Metadata-Version: 2.1
Name: algo-ops
Version: 0.0.1.6.6
Summary: Algo-Ops Algorithm Prototyping Framework
Home-page: https://github.com/prateekt/algo-ops
Author: Prateek Tandon
Author-email: prateek1.tandon@gmail.com
License: UNKNOWN
Platform: UNKNOWN
Classifier: Programming Language :: Python :: 3
Classifier: License :: OSI Approved :: MIT License
Classifier: Operating System :: OS Independent
Requires-Python: >=3.9.7
Description-Content-Type: text/markdown
License-File: LICENSE

# Algo-Ops

Pipeline Infrastructure for Prototyping and Deploying Algorithms

You like algorithms. But prototyping complicated algorithms can be challenging, especially when they have complicated
architectures with many components. How do you prototype algorithms so that the data flow is sensible, the results are
interpretable, and the algorithm is easily debuggable on incorrect predictions?

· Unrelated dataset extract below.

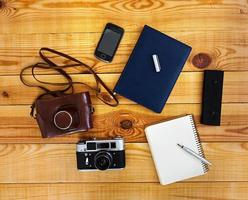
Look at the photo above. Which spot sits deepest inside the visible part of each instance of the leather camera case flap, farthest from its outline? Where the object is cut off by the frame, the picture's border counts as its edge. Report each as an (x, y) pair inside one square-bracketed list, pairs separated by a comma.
[(47, 108)]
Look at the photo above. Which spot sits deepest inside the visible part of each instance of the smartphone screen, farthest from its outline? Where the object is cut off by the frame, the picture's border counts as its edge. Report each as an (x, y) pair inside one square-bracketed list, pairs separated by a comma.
[(109, 42)]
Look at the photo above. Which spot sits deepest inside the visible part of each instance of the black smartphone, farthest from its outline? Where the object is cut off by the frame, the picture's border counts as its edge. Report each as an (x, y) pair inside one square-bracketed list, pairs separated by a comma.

Algo-Ops has the following features:

* An algorithm is a recipe for executing a computation, generally consisting of several steps. In Algo-Ops, each step is
  an Op.
* Ops are automic units of an algorithm. Various types of Ops are supported such as TextOps (for NLP) and CVOps (for
  computer vision). The user can easily add their own Ops.
* Ops are linked together to form an algorithm. They execute sequentially where the first Op's outputs are passed as the
  second Op's inputs. The feed-forward pipeline is run to execution.

```python
pipeline = Pipeline.init_from_funcs(
    funcs=[self.append_a, self.append_something,
           self.reverse, self.reverse],
    op_class=TextOp,
)
```

* Algo-Ops pipelines automatically dashboard in a Jupyter notebook. Simply do pipeline.vis() to visualize the data flow
  in a Jupyter notebook, making it easy to visualize data flow and debug an algorithmic edge case on some input.

```python
pipeline.vis()
```

* Algo-Ops pipelines automatically keep a profile of their own performance over time. Simply do pipeline.vis_profile()
  to see a profile of your Op executions in terms of runtime and memory usage.

```python
pipeline.vis_profile()
```

* Algo-Ops pipeline supports easy debugging. A pipeline can be run on a set of supervised inputs with known outputs. In
  this case, if the algorithm got the wrong prediction, the entire pipeline dataflow is auto-pickled to allow the user
  to investigate where the algorithm went wrong.
* An Algo-Ops pipeline is itself an Op, so pipelines themselves can be stacked to create very intricate workflows that
  are still easy to track and debug. The entire framework is highly extensible.